Your gender (or lack thereof) is your truth, not your choice.
Learning about these people who live outside of the ideals of male and female really helped me to be comfortable in my own rejection of those standards. I want to make sure that you know as you grow up and you grow into yourself that you are the expert on yourself. There are people who will try to invalidate you, try to stifle you, and try to correct you, but you are not wrong. They will try to tell you that your life would be easier if you just chose to not be trans. But you know by this point that who you are is very much not a choice. Your gender (or lack thereof) is your truth, not your choice. You don’t choose to be who you are, you can only choose to hide it from the world around you. And we’ve tried that, we’ve been there. Hiding is the hardest part. I promised myself a while ago, and I promise you now that I will never back down on my identity for the benefit of any other person. I would rather have someone beat me up for being who I am than me beat myself up for being someone else.

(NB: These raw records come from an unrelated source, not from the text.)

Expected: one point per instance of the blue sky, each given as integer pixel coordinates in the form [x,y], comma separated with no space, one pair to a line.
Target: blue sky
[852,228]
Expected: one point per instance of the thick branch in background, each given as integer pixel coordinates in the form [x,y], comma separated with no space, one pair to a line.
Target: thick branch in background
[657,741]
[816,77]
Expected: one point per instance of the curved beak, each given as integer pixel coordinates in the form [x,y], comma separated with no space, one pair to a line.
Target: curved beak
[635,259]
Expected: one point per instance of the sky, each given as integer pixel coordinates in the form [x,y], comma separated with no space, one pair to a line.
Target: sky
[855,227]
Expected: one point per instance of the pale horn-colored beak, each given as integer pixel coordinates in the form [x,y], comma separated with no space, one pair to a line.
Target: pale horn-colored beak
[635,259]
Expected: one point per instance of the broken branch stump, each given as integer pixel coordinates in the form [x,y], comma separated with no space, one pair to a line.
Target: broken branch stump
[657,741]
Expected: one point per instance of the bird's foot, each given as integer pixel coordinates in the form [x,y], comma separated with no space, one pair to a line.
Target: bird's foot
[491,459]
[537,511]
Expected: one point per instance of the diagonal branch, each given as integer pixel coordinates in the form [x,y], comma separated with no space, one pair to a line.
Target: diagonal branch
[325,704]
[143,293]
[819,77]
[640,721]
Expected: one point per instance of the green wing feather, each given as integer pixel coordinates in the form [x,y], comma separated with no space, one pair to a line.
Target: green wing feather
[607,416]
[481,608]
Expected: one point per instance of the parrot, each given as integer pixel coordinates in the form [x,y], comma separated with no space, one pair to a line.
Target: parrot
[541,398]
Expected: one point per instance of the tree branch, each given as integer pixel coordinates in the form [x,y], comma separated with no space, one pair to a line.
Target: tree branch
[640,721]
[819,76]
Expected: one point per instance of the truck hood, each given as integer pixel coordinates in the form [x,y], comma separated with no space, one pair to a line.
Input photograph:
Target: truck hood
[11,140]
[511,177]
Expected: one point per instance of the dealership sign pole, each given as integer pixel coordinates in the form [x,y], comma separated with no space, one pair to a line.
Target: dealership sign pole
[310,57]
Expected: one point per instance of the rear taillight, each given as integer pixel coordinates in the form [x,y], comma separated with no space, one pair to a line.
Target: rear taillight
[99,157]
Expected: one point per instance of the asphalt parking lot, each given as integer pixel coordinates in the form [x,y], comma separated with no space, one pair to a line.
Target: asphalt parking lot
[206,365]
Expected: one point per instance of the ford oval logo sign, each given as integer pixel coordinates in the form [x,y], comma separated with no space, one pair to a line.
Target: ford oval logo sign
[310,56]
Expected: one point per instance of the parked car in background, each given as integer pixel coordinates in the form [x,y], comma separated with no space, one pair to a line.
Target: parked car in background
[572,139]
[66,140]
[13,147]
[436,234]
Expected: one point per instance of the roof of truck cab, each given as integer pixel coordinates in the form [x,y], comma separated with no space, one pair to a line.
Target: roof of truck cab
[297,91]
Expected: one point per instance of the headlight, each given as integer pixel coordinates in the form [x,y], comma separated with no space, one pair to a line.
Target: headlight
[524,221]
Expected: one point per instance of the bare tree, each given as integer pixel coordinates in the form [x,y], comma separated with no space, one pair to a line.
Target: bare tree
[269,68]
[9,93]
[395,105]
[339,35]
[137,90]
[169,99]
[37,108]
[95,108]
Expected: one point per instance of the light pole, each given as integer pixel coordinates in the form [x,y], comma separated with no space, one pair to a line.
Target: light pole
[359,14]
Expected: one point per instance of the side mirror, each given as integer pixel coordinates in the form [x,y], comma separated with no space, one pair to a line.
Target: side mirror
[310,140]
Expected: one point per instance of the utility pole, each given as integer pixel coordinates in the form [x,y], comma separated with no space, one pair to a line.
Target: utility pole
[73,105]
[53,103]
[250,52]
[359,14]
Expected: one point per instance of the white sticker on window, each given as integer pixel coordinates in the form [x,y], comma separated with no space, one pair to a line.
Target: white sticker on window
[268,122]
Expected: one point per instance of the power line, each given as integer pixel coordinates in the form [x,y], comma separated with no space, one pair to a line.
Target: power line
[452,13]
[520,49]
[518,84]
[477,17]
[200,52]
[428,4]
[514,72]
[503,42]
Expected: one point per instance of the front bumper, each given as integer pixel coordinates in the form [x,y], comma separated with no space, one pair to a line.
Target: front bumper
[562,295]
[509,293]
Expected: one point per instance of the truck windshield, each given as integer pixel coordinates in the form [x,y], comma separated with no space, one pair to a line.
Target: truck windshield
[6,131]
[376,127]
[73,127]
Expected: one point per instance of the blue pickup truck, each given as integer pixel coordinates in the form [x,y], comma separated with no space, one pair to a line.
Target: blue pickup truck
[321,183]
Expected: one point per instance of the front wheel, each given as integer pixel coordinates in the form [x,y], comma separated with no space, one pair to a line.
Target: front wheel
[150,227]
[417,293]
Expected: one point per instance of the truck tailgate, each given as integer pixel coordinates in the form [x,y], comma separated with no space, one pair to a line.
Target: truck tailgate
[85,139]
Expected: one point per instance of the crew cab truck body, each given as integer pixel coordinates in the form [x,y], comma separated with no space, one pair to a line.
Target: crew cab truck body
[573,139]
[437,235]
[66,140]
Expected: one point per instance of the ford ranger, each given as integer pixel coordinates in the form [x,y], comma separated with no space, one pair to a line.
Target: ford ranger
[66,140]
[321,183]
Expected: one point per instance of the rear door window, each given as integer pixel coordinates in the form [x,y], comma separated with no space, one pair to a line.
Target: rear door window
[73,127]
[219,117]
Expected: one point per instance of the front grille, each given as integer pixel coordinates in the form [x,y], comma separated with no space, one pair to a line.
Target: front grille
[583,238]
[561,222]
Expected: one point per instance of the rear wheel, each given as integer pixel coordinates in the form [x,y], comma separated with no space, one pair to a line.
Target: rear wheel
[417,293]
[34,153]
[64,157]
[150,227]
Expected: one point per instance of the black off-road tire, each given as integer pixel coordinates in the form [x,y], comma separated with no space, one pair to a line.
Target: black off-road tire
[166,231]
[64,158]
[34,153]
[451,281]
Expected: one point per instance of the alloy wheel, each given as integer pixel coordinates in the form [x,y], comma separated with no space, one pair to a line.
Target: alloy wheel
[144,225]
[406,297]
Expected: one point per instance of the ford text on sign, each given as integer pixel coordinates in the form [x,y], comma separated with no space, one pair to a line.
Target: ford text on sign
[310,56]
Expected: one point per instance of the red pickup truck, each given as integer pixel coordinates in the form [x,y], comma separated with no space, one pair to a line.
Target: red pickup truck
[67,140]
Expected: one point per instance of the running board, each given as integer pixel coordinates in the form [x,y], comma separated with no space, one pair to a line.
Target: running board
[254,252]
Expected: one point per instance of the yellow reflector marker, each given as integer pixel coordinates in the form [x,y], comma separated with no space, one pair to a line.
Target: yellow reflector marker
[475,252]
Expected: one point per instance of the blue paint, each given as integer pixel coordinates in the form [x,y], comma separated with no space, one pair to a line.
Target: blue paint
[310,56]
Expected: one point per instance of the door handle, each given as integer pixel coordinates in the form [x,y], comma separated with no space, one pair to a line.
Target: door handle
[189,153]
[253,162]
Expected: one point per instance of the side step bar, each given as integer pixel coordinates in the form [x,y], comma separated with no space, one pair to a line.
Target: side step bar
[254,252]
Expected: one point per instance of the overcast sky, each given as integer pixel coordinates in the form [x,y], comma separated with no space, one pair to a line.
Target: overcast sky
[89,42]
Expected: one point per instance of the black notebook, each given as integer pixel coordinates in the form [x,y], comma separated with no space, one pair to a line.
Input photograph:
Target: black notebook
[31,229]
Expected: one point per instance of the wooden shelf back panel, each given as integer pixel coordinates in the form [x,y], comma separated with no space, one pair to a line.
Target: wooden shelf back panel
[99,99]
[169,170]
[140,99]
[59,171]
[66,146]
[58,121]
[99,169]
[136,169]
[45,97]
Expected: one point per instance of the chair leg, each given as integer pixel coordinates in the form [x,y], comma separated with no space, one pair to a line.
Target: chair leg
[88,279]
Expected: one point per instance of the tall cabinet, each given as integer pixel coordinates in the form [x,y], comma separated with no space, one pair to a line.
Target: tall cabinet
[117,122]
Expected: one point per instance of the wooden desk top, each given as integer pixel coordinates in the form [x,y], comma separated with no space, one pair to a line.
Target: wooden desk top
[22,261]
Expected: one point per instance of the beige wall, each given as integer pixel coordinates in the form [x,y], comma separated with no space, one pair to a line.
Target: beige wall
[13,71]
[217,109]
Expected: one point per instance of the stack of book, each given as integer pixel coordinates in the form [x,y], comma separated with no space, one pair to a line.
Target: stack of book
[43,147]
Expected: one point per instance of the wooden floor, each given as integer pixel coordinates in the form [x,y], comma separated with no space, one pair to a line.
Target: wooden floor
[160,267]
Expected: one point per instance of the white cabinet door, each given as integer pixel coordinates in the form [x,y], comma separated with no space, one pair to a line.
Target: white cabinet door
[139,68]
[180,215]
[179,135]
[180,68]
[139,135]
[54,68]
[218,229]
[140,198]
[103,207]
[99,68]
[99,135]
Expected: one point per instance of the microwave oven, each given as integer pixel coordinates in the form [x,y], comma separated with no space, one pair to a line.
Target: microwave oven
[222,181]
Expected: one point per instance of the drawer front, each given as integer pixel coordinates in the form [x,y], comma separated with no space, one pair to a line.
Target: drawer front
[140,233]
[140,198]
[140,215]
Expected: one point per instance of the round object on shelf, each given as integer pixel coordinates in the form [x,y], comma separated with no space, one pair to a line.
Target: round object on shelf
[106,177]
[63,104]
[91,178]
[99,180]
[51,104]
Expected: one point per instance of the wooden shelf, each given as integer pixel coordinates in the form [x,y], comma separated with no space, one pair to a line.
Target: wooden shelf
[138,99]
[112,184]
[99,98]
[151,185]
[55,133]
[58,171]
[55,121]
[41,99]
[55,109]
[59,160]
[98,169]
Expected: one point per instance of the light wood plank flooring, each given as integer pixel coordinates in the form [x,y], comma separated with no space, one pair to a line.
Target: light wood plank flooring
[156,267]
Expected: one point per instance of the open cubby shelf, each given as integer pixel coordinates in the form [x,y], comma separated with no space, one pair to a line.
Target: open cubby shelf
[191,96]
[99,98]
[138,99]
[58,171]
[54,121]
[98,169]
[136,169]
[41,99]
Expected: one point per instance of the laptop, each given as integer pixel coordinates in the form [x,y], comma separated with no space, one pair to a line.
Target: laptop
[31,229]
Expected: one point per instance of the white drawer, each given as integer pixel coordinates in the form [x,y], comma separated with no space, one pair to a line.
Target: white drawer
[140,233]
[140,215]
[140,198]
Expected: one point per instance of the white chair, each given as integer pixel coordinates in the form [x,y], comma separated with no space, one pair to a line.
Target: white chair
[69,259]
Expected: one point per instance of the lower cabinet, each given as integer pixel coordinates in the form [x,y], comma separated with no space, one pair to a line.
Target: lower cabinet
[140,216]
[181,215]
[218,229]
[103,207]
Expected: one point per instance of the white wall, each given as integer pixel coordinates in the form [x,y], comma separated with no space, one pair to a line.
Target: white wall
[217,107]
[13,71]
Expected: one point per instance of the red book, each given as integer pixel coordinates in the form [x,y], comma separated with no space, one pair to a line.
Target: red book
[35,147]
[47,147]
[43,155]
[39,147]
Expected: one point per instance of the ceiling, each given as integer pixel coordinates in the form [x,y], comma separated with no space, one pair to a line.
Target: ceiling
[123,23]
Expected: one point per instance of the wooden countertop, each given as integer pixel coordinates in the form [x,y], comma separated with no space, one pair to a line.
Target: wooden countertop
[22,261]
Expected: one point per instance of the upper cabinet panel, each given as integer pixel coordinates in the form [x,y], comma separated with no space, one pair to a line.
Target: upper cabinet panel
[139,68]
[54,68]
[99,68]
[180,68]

But that’s what I think about most on days like today. I don’t get beat up for being who I am. I actually personally probably won’t be very much affected by the actions of this administration. That is rooted in a number of different things, but most of them are privileges we need to be able to acknowledge. Existing in this country with white skin gives us an immediate layer of protection that de-escalates violence. I am less likely to be the victim of a hate crime specifically because of the color of my skin. There are other privileges that we hold, including being skinny, fitting some other conventional western standards of beauty, growing up in a middle class family in a liberal state, being neurotypical, and not living with a disability. In times like these it is increasingly important to remember where we fit in these conversations, and how likely we are to be okay. I am mostly terrified for the sake of others, and I work to leverage my position of power to help make sure others can be okay too.
This administration claims that we “wrongfully extend civil rights protections to people who should not have them.” But that is not possible. You can’t give civil rights protections to people who should not have them. Everybody should have civil rights. That’s what makes them civil rights. What they mean to say is that they do not view us as civilians. They do not acknowledge us as people. And that is an argument they are not going to win.